A man spends $400,000 to relocate a 139-year-old home in the Victorian style seven blocks to its new site as it…

In San Francisco, a man took the phrase “moving house” rather literally when he had a Victorian-style home he owns in the city moved seven blocks to a new site.

In San Francisco, the home with the mint green exterior, the brown front door, and the huge windows was loaded onto massive dollies before being moved onto its new location.

The action began at around 6:15 in the morning, but the early morning rush hour did not deter the attendance of 600 bystanders who wanted to watch a sight that had never been witnessed before.

The Englander home, which had been constructed in 1882, was relocated to a location that was six blocks distant.

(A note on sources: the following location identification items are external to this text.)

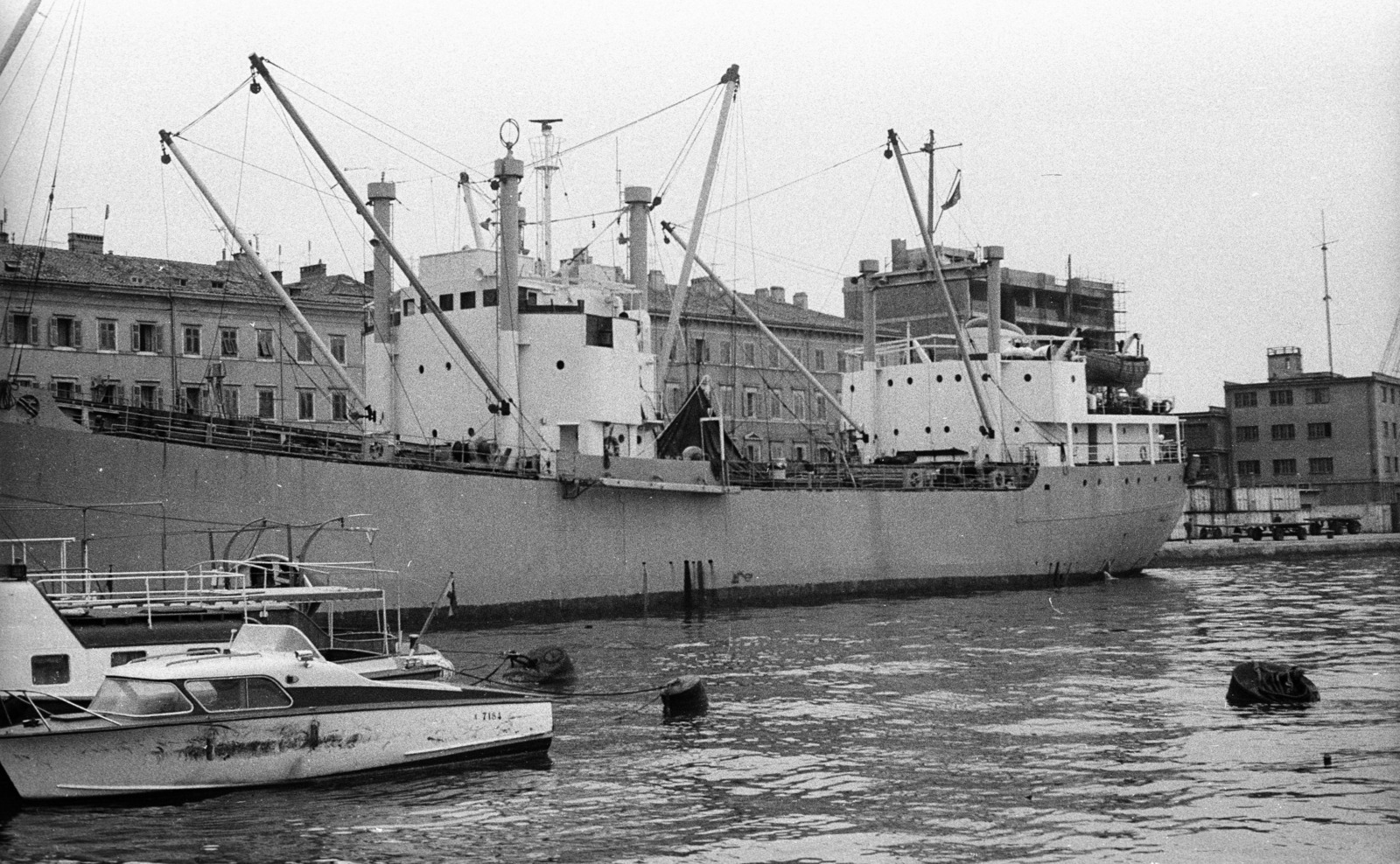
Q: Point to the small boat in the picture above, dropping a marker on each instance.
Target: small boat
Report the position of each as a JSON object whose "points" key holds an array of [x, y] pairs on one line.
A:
{"points": [[1270, 682], [63, 630], [270, 709]]}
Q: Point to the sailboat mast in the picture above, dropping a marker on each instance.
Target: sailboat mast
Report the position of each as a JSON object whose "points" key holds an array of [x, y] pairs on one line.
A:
{"points": [[497, 392], [678, 303], [168, 140], [763, 329], [930, 254]]}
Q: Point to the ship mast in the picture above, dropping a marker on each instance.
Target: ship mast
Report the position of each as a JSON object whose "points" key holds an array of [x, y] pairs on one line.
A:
{"points": [[168, 140], [931, 261], [765, 331], [503, 401], [678, 303]]}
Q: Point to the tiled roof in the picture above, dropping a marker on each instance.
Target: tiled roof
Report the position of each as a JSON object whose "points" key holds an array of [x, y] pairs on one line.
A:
{"points": [[226, 278]]}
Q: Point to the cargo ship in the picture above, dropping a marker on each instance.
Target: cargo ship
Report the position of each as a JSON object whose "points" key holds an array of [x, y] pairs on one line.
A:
{"points": [[557, 487]]}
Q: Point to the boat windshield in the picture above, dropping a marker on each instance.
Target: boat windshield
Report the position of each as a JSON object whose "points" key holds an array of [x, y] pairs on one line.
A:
{"points": [[132, 698], [237, 693]]}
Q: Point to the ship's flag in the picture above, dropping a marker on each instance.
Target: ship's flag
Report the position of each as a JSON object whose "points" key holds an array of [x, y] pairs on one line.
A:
{"points": [[956, 193]]}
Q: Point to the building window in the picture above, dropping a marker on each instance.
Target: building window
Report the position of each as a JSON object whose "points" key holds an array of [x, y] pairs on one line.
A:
{"points": [[105, 334], [147, 394], [65, 331], [21, 329], [147, 338], [800, 406]]}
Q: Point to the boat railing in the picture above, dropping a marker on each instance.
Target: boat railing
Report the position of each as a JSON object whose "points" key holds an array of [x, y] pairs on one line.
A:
{"points": [[305, 442]]}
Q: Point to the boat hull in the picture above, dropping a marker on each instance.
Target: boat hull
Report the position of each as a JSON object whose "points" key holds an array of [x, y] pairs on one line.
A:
{"points": [[522, 548], [203, 756]]}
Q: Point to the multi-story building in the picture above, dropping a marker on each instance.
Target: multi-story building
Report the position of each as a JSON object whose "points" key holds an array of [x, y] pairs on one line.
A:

After 139 years at its previous home, the historic building was rolled at a maximum speed of one mile per hour over a distance of 0.06 miles, moving from 807 Franklin Street to 635 Fulton Street in the process.

It should come as no surprise that relocating the home was not a simple endeavor. The workmen were required at one point to disentangle the corner of the two-story home from the light pole as it was just making the curve and heading downhill down Franklin Street.

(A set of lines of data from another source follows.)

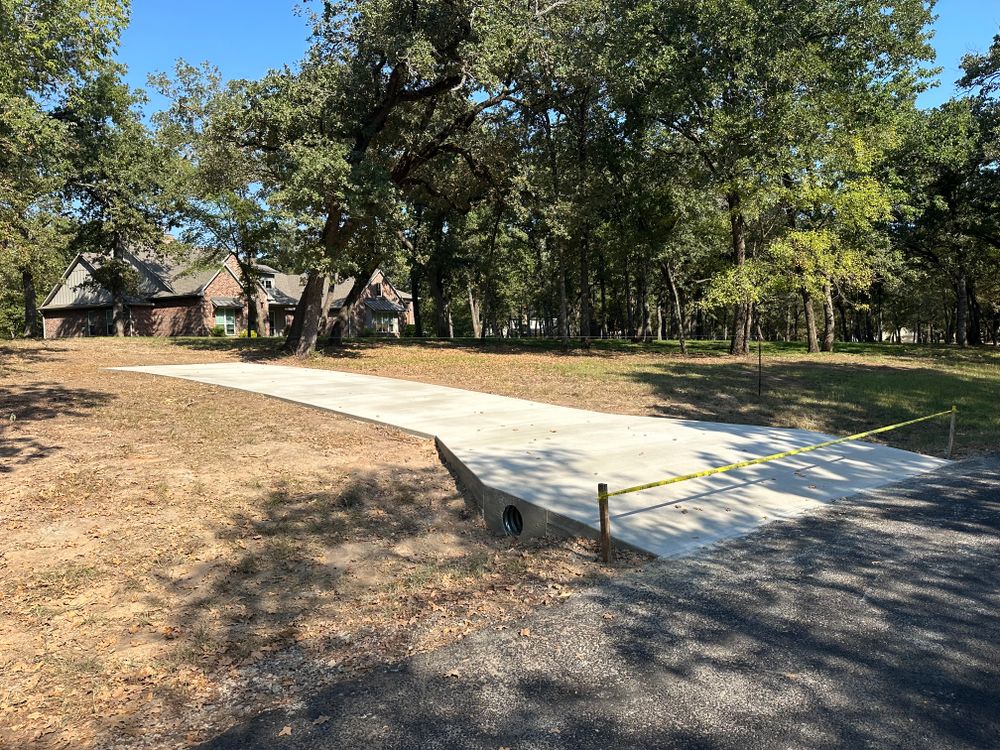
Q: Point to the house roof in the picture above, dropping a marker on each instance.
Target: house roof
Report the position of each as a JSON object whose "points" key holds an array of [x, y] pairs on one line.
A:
{"points": [[381, 304], [163, 277], [338, 295]]}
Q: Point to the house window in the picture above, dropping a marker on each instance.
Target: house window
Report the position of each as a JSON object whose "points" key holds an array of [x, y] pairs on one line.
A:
{"points": [[100, 322], [226, 319], [277, 322], [384, 322]]}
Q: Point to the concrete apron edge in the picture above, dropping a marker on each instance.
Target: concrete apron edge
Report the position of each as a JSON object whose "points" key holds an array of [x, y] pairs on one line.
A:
{"points": [[492, 502]]}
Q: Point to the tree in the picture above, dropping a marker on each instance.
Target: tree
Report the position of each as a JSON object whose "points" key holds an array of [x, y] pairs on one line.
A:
{"points": [[726, 82], [119, 184], [47, 50], [387, 88], [221, 190]]}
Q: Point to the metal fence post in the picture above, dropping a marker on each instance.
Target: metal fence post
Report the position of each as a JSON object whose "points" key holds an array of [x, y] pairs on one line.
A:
{"points": [[602, 502], [951, 431]]}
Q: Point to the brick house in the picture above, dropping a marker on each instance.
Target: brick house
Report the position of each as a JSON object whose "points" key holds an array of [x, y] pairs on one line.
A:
{"points": [[177, 299]]}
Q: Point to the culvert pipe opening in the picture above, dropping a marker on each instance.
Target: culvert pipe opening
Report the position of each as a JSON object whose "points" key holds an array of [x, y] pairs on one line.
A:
{"points": [[513, 524]]}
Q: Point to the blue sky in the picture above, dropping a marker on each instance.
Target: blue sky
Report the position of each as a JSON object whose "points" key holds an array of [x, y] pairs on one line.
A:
{"points": [[244, 38]]}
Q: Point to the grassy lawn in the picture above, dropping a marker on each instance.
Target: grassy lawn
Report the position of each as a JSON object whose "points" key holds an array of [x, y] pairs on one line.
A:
{"points": [[175, 557], [859, 387]]}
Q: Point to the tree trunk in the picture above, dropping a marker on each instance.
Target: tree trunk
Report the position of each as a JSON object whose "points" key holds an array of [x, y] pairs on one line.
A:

As the home made its way slowly down the street, it disrupted a great deal of its environment. The parking meters were taken down, the traffic signs were repositioned, the utility wires were cut, and the tree branches were clipped.

The relocation has been the subject of extensive preparation for a number of years. Tim Brown, a real estate dealer in San Francisco, is the owner of the property, and he was the one who spearheaded the move to save the historic edifice.

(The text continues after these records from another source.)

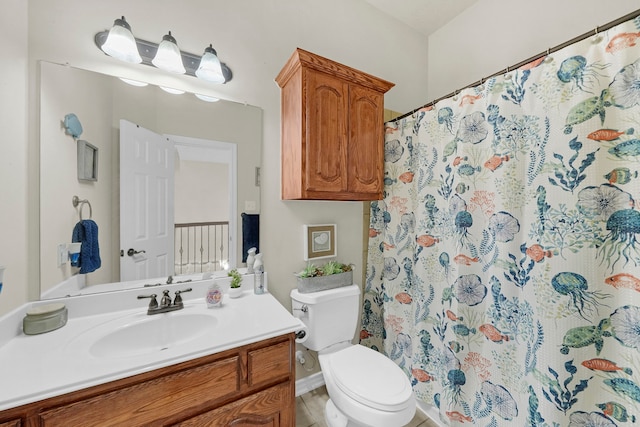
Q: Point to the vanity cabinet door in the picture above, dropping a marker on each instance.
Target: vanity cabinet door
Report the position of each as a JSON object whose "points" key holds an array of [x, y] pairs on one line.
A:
{"points": [[150, 402], [273, 407], [251, 385]]}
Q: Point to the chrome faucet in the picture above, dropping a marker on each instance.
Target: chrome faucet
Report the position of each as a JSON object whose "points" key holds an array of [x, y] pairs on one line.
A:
{"points": [[165, 302]]}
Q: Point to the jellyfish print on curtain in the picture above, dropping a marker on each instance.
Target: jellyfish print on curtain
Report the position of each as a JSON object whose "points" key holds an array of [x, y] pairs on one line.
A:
{"points": [[504, 261]]}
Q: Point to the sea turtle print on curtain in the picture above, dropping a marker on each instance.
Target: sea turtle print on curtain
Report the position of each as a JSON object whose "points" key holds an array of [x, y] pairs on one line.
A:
{"points": [[504, 261]]}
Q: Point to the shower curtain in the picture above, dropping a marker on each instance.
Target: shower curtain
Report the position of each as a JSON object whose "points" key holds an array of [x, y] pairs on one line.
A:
{"points": [[503, 271]]}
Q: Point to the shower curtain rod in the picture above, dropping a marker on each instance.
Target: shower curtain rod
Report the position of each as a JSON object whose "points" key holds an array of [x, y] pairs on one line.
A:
{"points": [[588, 34]]}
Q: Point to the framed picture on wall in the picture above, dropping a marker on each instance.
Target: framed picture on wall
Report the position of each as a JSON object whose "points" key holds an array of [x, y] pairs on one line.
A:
{"points": [[87, 161], [319, 241]]}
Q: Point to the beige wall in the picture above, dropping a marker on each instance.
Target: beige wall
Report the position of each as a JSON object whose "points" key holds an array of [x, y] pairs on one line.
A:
{"points": [[14, 151], [494, 34]]}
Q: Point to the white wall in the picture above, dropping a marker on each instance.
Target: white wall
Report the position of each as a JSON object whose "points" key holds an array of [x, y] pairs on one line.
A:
{"points": [[193, 188], [495, 34]]}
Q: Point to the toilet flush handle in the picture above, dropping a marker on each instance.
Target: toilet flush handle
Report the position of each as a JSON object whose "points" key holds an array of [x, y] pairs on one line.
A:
{"points": [[303, 309]]}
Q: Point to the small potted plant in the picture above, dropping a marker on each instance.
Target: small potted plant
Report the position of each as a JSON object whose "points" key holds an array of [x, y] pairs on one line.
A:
{"points": [[236, 280], [331, 275]]}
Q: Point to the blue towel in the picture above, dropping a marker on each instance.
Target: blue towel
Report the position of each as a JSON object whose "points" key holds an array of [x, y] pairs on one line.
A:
{"points": [[250, 233], [86, 232]]}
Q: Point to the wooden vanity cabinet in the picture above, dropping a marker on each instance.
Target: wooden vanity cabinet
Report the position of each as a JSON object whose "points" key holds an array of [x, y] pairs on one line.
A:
{"points": [[253, 385], [332, 130]]}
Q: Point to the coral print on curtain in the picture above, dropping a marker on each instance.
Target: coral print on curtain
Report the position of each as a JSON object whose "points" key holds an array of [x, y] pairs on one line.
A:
{"points": [[504, 260]]}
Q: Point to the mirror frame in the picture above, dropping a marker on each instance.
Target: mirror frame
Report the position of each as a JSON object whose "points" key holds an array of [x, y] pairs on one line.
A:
{"points": [[248, 190]]}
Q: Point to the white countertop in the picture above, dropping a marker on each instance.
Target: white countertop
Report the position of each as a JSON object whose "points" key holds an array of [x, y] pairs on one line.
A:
{"points": [[36, 367]]}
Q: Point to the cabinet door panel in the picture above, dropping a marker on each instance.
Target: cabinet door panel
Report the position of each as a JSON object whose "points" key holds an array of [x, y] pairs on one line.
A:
{"points": [[326, 133], [271, 407], [269, 364], [146, 403], [366, 142]]}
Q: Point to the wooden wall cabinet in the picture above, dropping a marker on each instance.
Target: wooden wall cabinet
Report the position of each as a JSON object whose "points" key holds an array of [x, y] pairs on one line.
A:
{"points": [[332, 130], [253, 385]]}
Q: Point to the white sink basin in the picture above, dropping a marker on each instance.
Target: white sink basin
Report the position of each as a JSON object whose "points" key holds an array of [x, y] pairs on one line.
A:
{"points": [[141, 334]]}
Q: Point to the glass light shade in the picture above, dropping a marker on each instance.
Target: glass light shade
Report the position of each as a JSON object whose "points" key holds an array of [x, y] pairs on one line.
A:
{"points": [[168, 57], [134, 82], [206, 98], [210, 68], [121, 44], [172, 90]]}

Its original location on Franklin Street is going to be turned into an apartment complex.

Back in 2013, Brown purchased the Victorian-style home measuring 5,170 square feet for a price of $2.6 million and now Brown incurred expenses of around $400,000 as a result of moving the home down the street.

Fiona McDougall, a member of the Victorian Alliance of San Francisco, said that the city of San Francisco would not be the same without these homes.